Afirma que «ha renunciado al mandato de Cristo de confirmar a sus hermanos, les ha dividido y les induce a error»

Juan Vicente Boo
Foto: CNS/Bob Roller

En un ajuste de cuentas sin precedentes en la historia de la Curia vaticana, el ex nuncio en Washington Carlo María Viganò ha acusado a los tres últimos secretarios de Estado de haber encubierto los abusos sexuales sobre seminaristas del ex cardenal Theodore McCarrick –arzobispo de Washington entre 2001 y 2006–, a quien el Papa Francisco suspendió de toda función sacerdotal y cesó del cardenalato el pasado mes de junio a sus 87 años.

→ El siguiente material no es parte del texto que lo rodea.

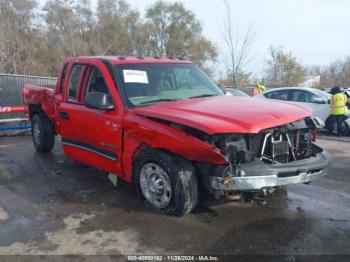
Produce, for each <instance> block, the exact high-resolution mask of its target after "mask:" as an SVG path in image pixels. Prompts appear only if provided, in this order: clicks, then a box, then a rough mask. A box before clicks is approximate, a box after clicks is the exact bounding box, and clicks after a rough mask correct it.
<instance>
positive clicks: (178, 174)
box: [134, 149, 198, 216]
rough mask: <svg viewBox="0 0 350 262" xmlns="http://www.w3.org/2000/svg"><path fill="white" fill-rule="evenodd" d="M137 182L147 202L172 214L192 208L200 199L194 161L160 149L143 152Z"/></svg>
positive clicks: (137, 161) (140, 155)
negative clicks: (198, 199) (173, 155)
mask: <svg viewBox="0 0 350 262" xmlns="http://www.w3.org/2000/svg"><path fill="white" fill-rule="evenodd" d="M134 182H135V185H136V189H137V191H138V193H139V195H140V196H141V198H142V199H143V200H144V201H145V202H146V204H147V205H149V206H152V207H153V208H155V209H157V210H159V211H161V212H163V213H166V214H172V215H178V216H182V215H184V214H186V213H189V212H191V211H192V210H193V209H194V208H195V206H196V205H197V201H198V181H197V177H196V174H195V171H194V168H193V167H192V165H191V163H189V162H188V161H186V160H183V159H179V158H176V157H175V156H173V155H171V154H168V153H165V152H163V151H160V150H149V149H147V150H146V151H144V152H142V153H140V154H139V155H138V156H137V157H136V158H135V161H134Z"/></svg>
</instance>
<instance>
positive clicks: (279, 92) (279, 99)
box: [264, 90, 288, 101]
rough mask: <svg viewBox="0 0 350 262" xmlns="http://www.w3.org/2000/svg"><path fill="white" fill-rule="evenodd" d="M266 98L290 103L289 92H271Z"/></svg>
mask: <svg viewBox="0 0 350 262" xmlns="http://www.w3.org/2000/svg"><path fill="white" fill-rule="evenodd" d="M264 96H265V97H267V98H270V99H277V100H285V101H288V91H287V90H280V91H274V92H269V93H266V94H265V95H264Z"/></svg>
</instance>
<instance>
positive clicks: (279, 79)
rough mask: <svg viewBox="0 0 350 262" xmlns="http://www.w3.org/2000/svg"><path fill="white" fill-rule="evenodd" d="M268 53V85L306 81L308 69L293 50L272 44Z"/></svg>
mask: <svg viewBox="0 0 350 262" xmlns="http://www.w3.org/2000/svg"><path fill="white" fill-rule="evenodd" d="M268 54H269V57H268V59H267V61H266V69H265V73H266V77H265V80H266V81H265V84H266V85H267V86H271V87H281V86H285V87H288V86H298V85H299V84H301V83H302V82H304V81H305V75H306V69H305V67H304V66H303V65H302V64H301V63H299V62H298V61H297V58H296V57H295V56H294V55H293V54H292V52H286V51H284V50H283V48H282V47H273V46H270V48H269V52H268Z"/></svg>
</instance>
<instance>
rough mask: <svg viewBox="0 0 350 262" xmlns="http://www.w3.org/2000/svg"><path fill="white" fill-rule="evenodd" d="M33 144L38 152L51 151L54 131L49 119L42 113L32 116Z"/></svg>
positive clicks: (52, 126) (54, 134)
mask: <svg viewBox="0 0 350 262" xmlns="http://www.w3.org/2000/svg"><path fill="white" fill-rule="evenodd" d="M32 138H33V144H34V147H35V149H36V151H38V152H39V153H45V152H51V151H52V149H53V147H54V144H55V132H54V129H53V125H52V123H51V121H50V120H49V119H48V118H47V116H45V115H44V114H42V113H36V114H34V115H33V117H32Z"/></svg>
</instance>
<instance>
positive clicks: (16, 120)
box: [0, 74, 56, 130]
mask: <svg viewBox="0 0 350 262" xmlns="http://www.w3.org/2000/svg"><path fill="white" fill-rule="evenodd" d="M27 84H31V85H37V86H43V87H48V88H54V87H55V85H56V78H55V77H42V76H26V75H8V74H0V107H13V106H22V105H23V97H22V90H23V87H24V86H25V85H27ZM28 124H29V123H28V120H26V114H25V113H0V130H1V129H6V128H9V129H10V128H16V127H17V126H26V125H28Z"/></svg>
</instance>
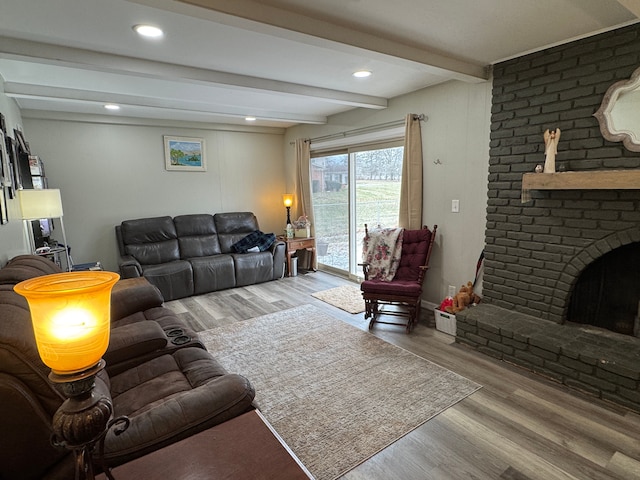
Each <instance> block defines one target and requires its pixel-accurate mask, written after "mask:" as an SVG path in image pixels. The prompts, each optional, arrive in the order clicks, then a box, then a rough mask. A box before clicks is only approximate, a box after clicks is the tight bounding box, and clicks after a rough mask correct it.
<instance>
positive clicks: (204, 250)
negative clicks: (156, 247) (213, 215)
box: [173, 213, 220, 259]
mask: <svg viewBox="0 0 640 480" xmlns="http://www.w3.org/2000/svg"><path fill="white" fill-rule="evenodd" d="M173 223H174V225H175V227H176V232H178V244H179V245H180V256H181V257H182V258H183V259H187V258H194V257H206V256H209V255H217V254H219V253H220V243H219V242H218V233H217V232H216V225H215V223H214V221H213V215H207V214H204V213H203V214H195V215H179V216H177V217H174V218H173Z"/></svg>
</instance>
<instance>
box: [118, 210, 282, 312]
mask: <svg viewBox="0 0 640 480" xmlns="http://www.w3.org/2000/svg"><path fill="white" fill-rule="evenodd" d="M259 230H260V229H259V227H258V220H257V218H256V216H255V215H254V214H253V213H251V212H235V213H217V214H215V215H208V214H193V215H179V216H177V217H174V218H171V217H168V216H165V217H153V218H141V219H136V220H126V221H124V222H122V223H121V224H120V225H118V226H116V238H117V240H118V247H119V250H120V259H119V262H118V263H119V268H120V275H121V276H122V278H133V277H145V278H146V279H147V280H148V281H149V282H150V283H152V284H153V285H155V286H156V287H158V288H159V289H160V291H161V292H162V295H163V297H164V299H165V300H166V301H168V300H174V299H177V298H183V297H188V296H191V295H200V294H203V293H208V292H213V291H216V290H222V289H226V288H232V287H240V286H245V285H252V284H255V283H261V282H266V281H269V280H275V279H278V278H282V276H283V275H284V267H285V244H284V242H280V241H275V242H274V243H273V244H272V245H271V246H270V247H269V248H268V249H267V250H265V251H249V252H243V253H240V252H238V251H236V249H234V245H236V244H237V243H238V242H240V241H241V240H243V239H244V238H246V237H247V236H248V235H250V234H253V233H255V232H259Z"/></svg>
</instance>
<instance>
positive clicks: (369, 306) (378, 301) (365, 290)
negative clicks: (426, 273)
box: [360, 224, 438, 333]
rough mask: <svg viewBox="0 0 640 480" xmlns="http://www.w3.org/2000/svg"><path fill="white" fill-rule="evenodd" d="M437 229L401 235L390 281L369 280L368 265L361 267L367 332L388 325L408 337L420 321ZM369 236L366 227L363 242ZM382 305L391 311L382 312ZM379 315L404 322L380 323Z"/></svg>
mask: <svg viewBox="0 0 640 480" xmlns="http://www.w3.org/2000/svg"><path fill="white" fill-rule="evenodd" d="M437 228H438V226H437V225H434V227H433V230H429V228H428V227H427V226H424V227H423V228H422V229H420V230H404V231H403V233H402V253H401V256H400V264H399V266H398V270H397V271H396V273H395V276H394V277H393V280H391V281H383V280H378V279H369V267H370V265H369V264H368V263H361V264H360V265H362V268H363V272H364V281H363V282H362V283H361V284H360V290H361V291H362V297H363V298H364V302H365V308H366V310H365V314H364V318H365V319H368V318H370V319H371V320H370V322H369V329H372V328H373V325H374V324H375V323H376V322H377V323H385V324H389V325H402V326H404V327H406V331H407V333H410V332H411V330H412V328H413V327H414V326H415V325H416V323H418V321H419V319H420V301H421V296H422V283H423V281H424V277H425V274H426V272H427V270H428V268H429V258H430V257H431V249H432V248H433V241H434V239H435V234H436V230H437ZM368 236H369V230H368V229H367V225H366V224H365V239H366V238H367V237H368ZM384 305H390V306H393V307H394V308H393V309H390V310H384V309H383V306H384ZM380 315H391V316H397V317H405V318H406V322H403V323H399V322H390V321H382V320H380V319H379V317H380Z"/></svg>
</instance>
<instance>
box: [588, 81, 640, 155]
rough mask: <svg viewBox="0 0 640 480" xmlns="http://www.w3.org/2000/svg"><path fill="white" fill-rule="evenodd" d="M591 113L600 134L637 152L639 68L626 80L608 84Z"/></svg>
mask: <svg viewBox="0 0 640 480" xmlns="http://www.w3.org/2000/svg"><path fill="white" fill-rule="evenodd" d="M594 116H595V117H596V118H597V119H598V121H599V122H600V131H601V132H602V136H603V137H604V138H606V139H607V140H610V141H612V142H622V143H623V144H624V146H625V147H626V148H627V149H628V150H631V151H633V152H640V68H638V69H636V71H635V72H633V74H632V75H631V78H629V79H628V80H621V81H619V82H616V83H614V84H613V85H611V86H610V87H609V89H608V90H607V93H605V95H604V99H603V100H602V105H601V106H600V109H599V110H598V111H597V112H596V113H595V114H594Z"/></svg>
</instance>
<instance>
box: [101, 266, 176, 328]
mask: <svg viewBox="0 0 640 480" xmlns="http://www.w3.org/2000/svg"><path fill="white" fill-rule="evenodd" d="M163 303H164V298H163V297H162V293H160V290H158V287H156V286H154V285H151V284H150V283H149V282H148V281H147V279H145V278H144V277H140V278H125V279H123V280H120V281H118V282H117V283H116V284H115V285H114V286H113V289H112V290H111V321H112V322H114V321H116V320H120V319H122V318H125V317H128V316H129V315H132V314H134V313H136V312H141V311H144V310H148V309H150V308H154V307H159V306H161V305H162V304H163Z"/></svg>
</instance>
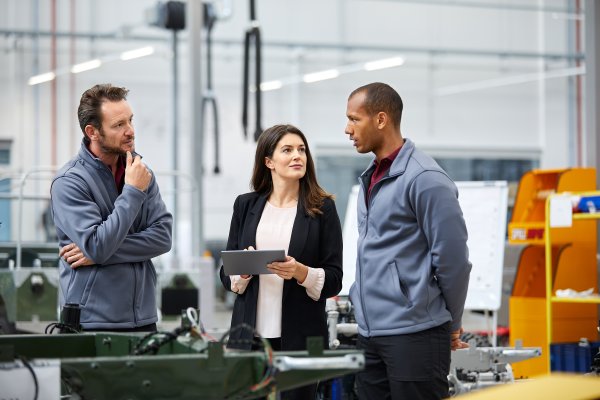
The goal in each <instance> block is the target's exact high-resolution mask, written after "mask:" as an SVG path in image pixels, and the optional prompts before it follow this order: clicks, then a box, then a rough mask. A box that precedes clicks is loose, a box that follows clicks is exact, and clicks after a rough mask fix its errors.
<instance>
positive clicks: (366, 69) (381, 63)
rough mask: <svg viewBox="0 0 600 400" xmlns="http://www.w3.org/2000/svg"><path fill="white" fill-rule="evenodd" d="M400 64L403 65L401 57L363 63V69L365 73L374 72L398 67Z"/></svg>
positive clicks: (403, 59) (402, 60) (400, 64)
mask: <svg viewBox="0 0 600 400" xmlns="http://www.w3.org/2000/svg"><path fill="white" fill-rule="evenodd" d="M402 64H404V58H402V57H392V58H384V59H383V60H377V61H370V62H367V63H365V65H364V69H365V70H367V71H376V70H378V69H384V68H392V67H398V66H400V65H402Z"/></svg>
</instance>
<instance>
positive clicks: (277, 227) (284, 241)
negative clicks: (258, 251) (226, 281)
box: [230, 201, 325, 338]
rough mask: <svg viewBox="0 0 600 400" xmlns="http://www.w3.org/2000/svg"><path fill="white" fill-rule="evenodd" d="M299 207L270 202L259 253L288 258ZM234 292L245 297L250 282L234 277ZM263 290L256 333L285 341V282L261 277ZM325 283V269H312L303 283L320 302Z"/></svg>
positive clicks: (257, 310) (260, 281)
mask: <svg viewBox="0 0 600 400" xmlns="http://www.w3.org/2000/svg"><path fill="white" fill-rule="evenodd" d="M296 210H297V207H296V206H294V207H289V208H279V207H275V206H274V205H272V204H271V203H269V202H268V201H267V203H266V205H265V209H264V211H263V214H262V216H261V218H260V222H259V223H258V228H257V229H256V249H257V250H276V249H285V252H286V254H287V252H288V248H289V244H290V239H291V236H292V228H293V227H294V220H295V219H296ZM230 278H231V290H232V291H234V292H236V293H238V294H242V293H244V291H245V290H246V287H247V286H248V282H250V279H252V277H250V278H248V279H243V278H242V277H240V276H239V275H232V276H231V277H230ZM259 279H260V287H259V291H258V301H257V305H256V327H255V329H256V331H257V332H258V333H259V334H260V335H261V336H262V337H265V338H278V337H281V313H282V302H281V300H282V297H283V279H282V278H280V277H279V276H277V275H276V274H264V275H263V274H261V275H259ZM324 283H325V271H324V270H323V268H311V267H308V275H307V276H306V279H305V280H304V282H302V283H299V284H300V285H302V286H304V287H305V288H306V294H307V295H308V296H309V297H310V298H311V299H313V300H315V301H317V300H318V299H319V297H320V296H321V290H322V289H323V284H324Z"/></svg>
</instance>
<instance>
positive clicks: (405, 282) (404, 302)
mask: <svg viewBox="0 0 600 400" xmlns="http://www.w3.org/2000/svg"><path fill="white" fill-rule="evenodd" d="M389 269H390V272H391V275H392V282H393V283H394V286H395V288H396V292H397V293H399V295H400V296H401V298H402V299H403V300H404V303H405V304H406V306H407V307H409V308H410V307H412V301H411V300H410V290H409V288H408V285H407V284H406V282H404V281H403V280H402V278H401V276H402V274H400V271H399V270H398V265H397V264H396V262H395V261H394V262H392V263H391V264H390V265H389Z"/></svg>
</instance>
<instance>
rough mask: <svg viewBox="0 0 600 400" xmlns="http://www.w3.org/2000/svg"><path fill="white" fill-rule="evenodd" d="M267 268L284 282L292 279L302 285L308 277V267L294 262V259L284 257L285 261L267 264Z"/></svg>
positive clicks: (290, 257) (273, 262)
mask: <svg viewBox="0 0 600 400" xmlns="http://www.w3.org/2000/svg"><path fill="white" fill-rule="evenodd" d="M267 268H268V269H269V270H270V271H273V272H274V273H275V274H277V276H279V277H280V278H283V279H285V280H290V279H292V278H294V279H296V280H297V281H298V282H300V283H302V282H304V280H305V279H306V276H307V275H308V267H307V266H306V265H304V264H302V263H299V262H298V261H296V259H295V258H294V257H290V256H286V257H285V261H283V262H280V261H275V262H272V263H271V264H267Z"/></svg>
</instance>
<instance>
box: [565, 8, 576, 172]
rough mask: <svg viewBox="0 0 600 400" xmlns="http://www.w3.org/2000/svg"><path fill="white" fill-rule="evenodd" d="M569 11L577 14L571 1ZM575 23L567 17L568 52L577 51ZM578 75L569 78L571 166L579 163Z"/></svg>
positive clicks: (572, 66) (568, 141)
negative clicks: (576, 82) (576, 85)
mask: <svg viewBox="0 0 600 400" xmlns="http://www.w3.org/2000/svg"><path fill="white" fill-rule="evenodd" d="M567 7H568V8H567V11H568V12H569V13H571V14H575V13H576V11H575V8H574V7H573V5H572V4H571V3H569V4H568V6H567ZM575 29H576V27H575V23H574V22H573V20H571V19H570V18H569V19H567V52H568V53H569V54H572V53H575V50H574V47H575V45H574V44H575ZM567 64H568V67H569V68H575V66H576V62H575V61H573V60H568V61H567ZM576 82H577V81H576V77H575V76H571V77H569V78H567V104H566V106H567V124H568V125H567V126H568V135H569V138H568V147H569V163H568V165H569V166H576V165H578V162H577V143H576V142H577V122H576V121H577V117H576V114H577V110H576V106H575V105H576V103H577V100H576V96H577V93H576V85H577V84H576Z"/></svg>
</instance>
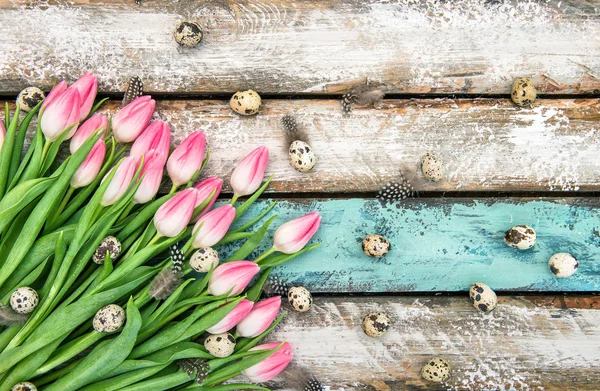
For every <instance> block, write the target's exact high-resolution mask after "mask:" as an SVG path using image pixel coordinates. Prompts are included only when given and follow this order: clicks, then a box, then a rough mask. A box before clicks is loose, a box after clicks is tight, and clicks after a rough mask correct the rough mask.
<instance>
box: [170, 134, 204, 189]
mask: <svg viewBox="0 0 600 391" xmlns="http://www.w3.org/2000/svg"><path fill="white" fill-rule="evenodd" d="M205 147H206V136H205V135H204V133H202V132H201V131H197V132H194V133H192V134H190V135H189V136H187V137H186V138H185V140H183V142H182V143H181V144H180V145H179V146H178V147H177V148H175V150H174V151H173V153H172V154H171V156H169V160H168V161H167V172H168V173H169V177H170V178H171V180H172V181H173V184H174V185H176V186H181V185H183V184H185V183H188V182H189V181H190V180H191V179H192V177H193V176H194V174H195V173H196V172H197V171H198V170H199V169H200V167H202V161H203V160H204V148H205Z"/></svg>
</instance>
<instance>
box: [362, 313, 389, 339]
mask: <svg viewBox="0 0 600 391" xmlns="http://www.w3.org/2000/svg"><path fill="white" fill-rule="evenodd" d="M391 325H392V320H391V319H390V317H389V316H388V314H386V313H385V312H373V313H371V314H369V315H367V316H365V317H364V319H363V324H362V327H363V331H364V332H365V334H367V335H368V336H369V337H381V336H382V335H383V334H385V333H386V331H388V329H389V328H390V326H391Z"/></svg>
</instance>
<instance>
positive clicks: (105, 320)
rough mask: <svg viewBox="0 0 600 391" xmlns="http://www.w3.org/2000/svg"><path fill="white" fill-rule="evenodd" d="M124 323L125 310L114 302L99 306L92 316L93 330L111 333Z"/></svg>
mask: <svg viewBox="0 0 600 391" xmlns="http://www.w3.org/2000/svg"><path fill="white" fill-rule="evenodd" d="M123 323H125V311H124V310H123V308H121V307H120V306H118V305H116V304H109V305H107V306H106V307H102V308H100V310H99V311H98V312H96V316H94V321H93V326H94V330H96V331H97V332H99V333H113V332H115V331H117V330H118V329H120V328H121V326H123Z"/></svg>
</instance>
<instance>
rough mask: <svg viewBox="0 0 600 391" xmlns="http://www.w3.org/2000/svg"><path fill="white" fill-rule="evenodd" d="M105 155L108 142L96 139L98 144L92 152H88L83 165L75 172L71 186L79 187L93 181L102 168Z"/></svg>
mask: <svg viewBox="0 0 600 391" xmlns="http://www.w3.org/2000/svg"><path fill="white" fill-rule="evenodd" d="M105 155H106V144H105V143H104V140H98V141H96V144H94V146H93V147H92V150H91V151H90V153H88V155H87V157H86V158H85V160H84V161H83V163H81V166H79V168H78V169H77V171H75V174H73V177H72V178H71V187H73V188H75V189H78V188H80V187H84V186H87V185H89V184H90V183H92V182H93V181H94V180H95V179H96V177H97V176H98V173H99V172H100V169H101V168H102V164H103V163H104V156H105Z"/></svg>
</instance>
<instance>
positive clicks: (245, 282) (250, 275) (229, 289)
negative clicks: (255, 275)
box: [208, 261, 260, 296]
mask: <svg viewBox="0 0 600 391" xmlns="http://www.w3.org/2000/svg"><path fill="white" fill-rule="evenodd" d="M259 271H260V266H258V265H257V264H256V263H254V262H250V261H234V262H227V263H224V264H222V265H220V266H217V268H216V269H215V270H214V271H213V274H212V276H211V277H210V280H209V281H208V293H210V294H211V295H213V296H220V295H224V294H226V293H227V292H229V291H230V290H231V293H229V296H235V295H237V294H238V293H240V292H241V291H243V290H244V289H246V287H247V286H248V284H249V283H250V281H252V278H254V276H255V275H256V274H257V273H258V272H259Z"/></svg>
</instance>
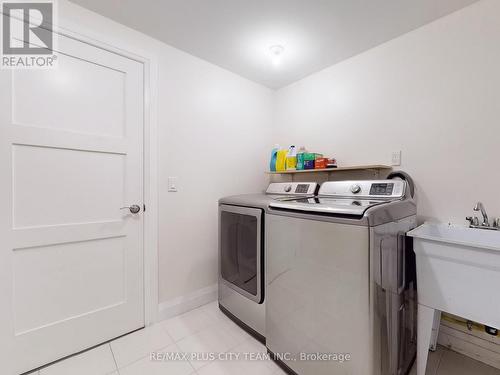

En un largo manifiesto hecho pública el domingo por medios conservadores norteamericanos hostiles a Francisco, Viganò afirma haber denunciado personalmente al Papa los abusos del cardenal McCarrick en octubre de 2013 y le acusa de no haberle cesado inmediatamente.

La publicación ha sido hecha al coincidir con la visita del Santo padre a Irlanda, para participar en el Encuentro Mundial de las Familias, que se clausura esta tarde.

En tono muy tremendista, el ex nuncio afirma que «Francisco ha renunciado al mandato que Cristo dio a Pedro de confirmar a sus hermanos. Más bien, con su actuación, les ha dividido, les induce a error y anima a los lobos a continuar devorando las ovejas del rebaño de Cristo».

Por eso motivo, según el antiguo diplomático y alto funcionario del Vaticano, «Francisco debe ser el primero en dar ejemplo a los cardenales y obispos que han encubierto los abusos de McCarrick, y dimitir junto con todos ellos».

La lista de culpables de Viganò incluye los tres últimos secretarios de Estado: Ángelo Sodano, Tarcisio Bertone y el actual, Pietro Parolin, así como a una docena de cardenales de la Curia vaticana.

Acusa también duramente a muchos de ellos, especialmente al ex secretario de Estado Tarcisio Bertone de haber facilitado la creación de redes de homosexuales apoyando los ascensos de algunos de ellos.

Aunque contiene numerosas inexactitudes y acusaciones genéricas, el manifiesto de Viganò acelerará probablemente la visita apostólica a Estados Unidos, solicitada ya por a conferencia episcopal norteamericana, con el ruego de que incluya laicos expertos en investigación.

Como casi todos los ajustes de cuentas entre clérigos, las acusaciones de Viganò presentan un mundo maniqueo en que prácticamente los únicos buenos han sido él –como jefe vaticano de los nuncios de 1998 a 2009 y nuncio en Washington de 2011 a 2016– así como otros dos nuncios en esa ciudad, ya fallecidos.

Su ataque no se dirige solo a altos cargos del Vaticano tolerantes con la homosexualidad sino también a obispos y sacerdotes favorables a tratarles con respeto, como a cualquier persona, según las indicaciones del Catecismo de la Iglesia Católica.

Aunque censura también a Juan Pablo II -salvando en parte a Benedicto XVI-, su manifiesto es un ataque frontal contra Francisco en la línea que repiten medios americanos financiados por millonarios conservadores, visceralmente opuestos al Papa y a la línea de acogida a familias irregulares, personas homosexuales y a cualquier persona que pueda ser rescatada de sus errores.

Francisco suspendió «a divinis» al ex-arzobispo de Washington y le excluyo del cardenalato el pasado mes de junio a raíz de una denuncia por abuso de menores cometido hace 45 años, según informó la diócesis de Nueva York, donde sucedieron los hechos.

El cardenal arzobispo de Nueva York, Timothy Dolan, manifestó entonces que la denuncia por abuso de un menor hace 45 años, cuando McCarrick era sacerdote en esa diócesis «es la primera de la que tengamos conocimiento. Fue trasladada a las autoridades civiles, e investigada por una agencia independiente».

El cardenal de Nueva York añadió que «los resultados de la investigación fueron trasladados al Consejo de Revisión Archidiocesano, un grupo de profesionales expertos que incluye juristas, expertos en actividad policial, padres, psicólogos, un sacerdote una religiosa. El Consejo considera las acusaciones creíbles y comprobadas».

Theodore McCarrick es el segundo cardenal que Francisco suspende por abusos sexuales. El primero -en 2013, menos de dos meses después de haber sido elegido Papa- fue el cardenal arzobispo de Edimburgo, Kevin Patrick O’Brien, a quién ordenó además abandonar Escocia. El purpurado renunciaría posteriormente en 2015 a todas sus prerrogativas cardenalicias y falleció en 2018.